VietNamNet Bridge – The 2018-19 schoolyear already started on Wednesday across the country, but a shortage of textbooks for the first, sixth and tenth grades is still reported in some major cities.
Students purchase textbooks at a bookshop of Viet Nam Education Publishing House, the sole textbook publisher in the country. — VNA/VNS Photo Bich Ngoc |
Parents in HCM City were reportedly running from bookstore to bookstore to gather textbooks for their children.
Major bookstores such as Nguyen Van Cu, Ca Chep, Minh Khai and FAHASA were all out of textbooks for the first grade, although reference books were well-stocked.
Nguyen Bich Thanh from District 5 said she only managed to get her first-grader two textbooks, maths and literature, out of the 22 titles in the textbook set for the first grade.
“I have almost managed to get my second-grader a full set, except for one textbook and one compulsory notebook,” she told the Dân trí online newspaper. “I have looked high and low and still couldn’t find them.”
Several retail bookstores in Hanoi also reportedly ran out of textbook sets, throwing parents into a frenzy as they rushed to buy separate pieces from different bookstores.
The textbook shortage was also reported in the central province of Thanh Hoa.
Le Thi Hue, director of the Thanh Hoa Book Distribution JSC (FAHASA Thanh Hoa), said there were only enough textbooks to serve the demand of a specific number of parents who registered with their children’s schools in advance to buy them.
“Parents who did not order textbooks via schools may have to wait for the Viet Nam Education Publishing House (Vietnam’s largest publishing house and leading education publisher) to restock,” she told the Dân Việt online newspaper.
There are two reasons for the shortage.
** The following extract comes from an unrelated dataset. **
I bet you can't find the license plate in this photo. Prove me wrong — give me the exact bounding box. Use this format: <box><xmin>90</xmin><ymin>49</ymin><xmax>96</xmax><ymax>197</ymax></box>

One is the drastic increase in the number of students attending the first years of elementary, middle and high schools in major cities, said Pham Hung Anh, director of the Department of Facilities under the Ministry of Education and Training (MoET).
“Most of the bookstores running out of textbooks are retailers, not distributors of the Viet Nam Education Publishing House,” he said.
Second, in January the MoET informed the public about its decision to rewrite textbooks for the first grade and start using the new ones in the 2019-20 school year, some local bookstores decided to order fewer textbooks from the Viet Nam Education Publishing House, which led to the shortage, Anh said.
“The ministry has ordered [the publishing house] to increase supply and provide textbooks for all students in all localities before the new school year starts,” he said.
Nguyen Van Tung, a deputy editor of the Viet Nam Education Publishing House, said the publisher would not let any student go to school without textbooks.
The Viet Nam Education Publishing House has supplied all bookstores within its distribution system first-grade textbooks, the sixth and tenth-grade textbooks, he said.
About 108.8 million textbooks had been distributed by the Viet Nam Education Publishing House by August 20, an increase of 3 per cent compared to the same period of last year, according to Tung.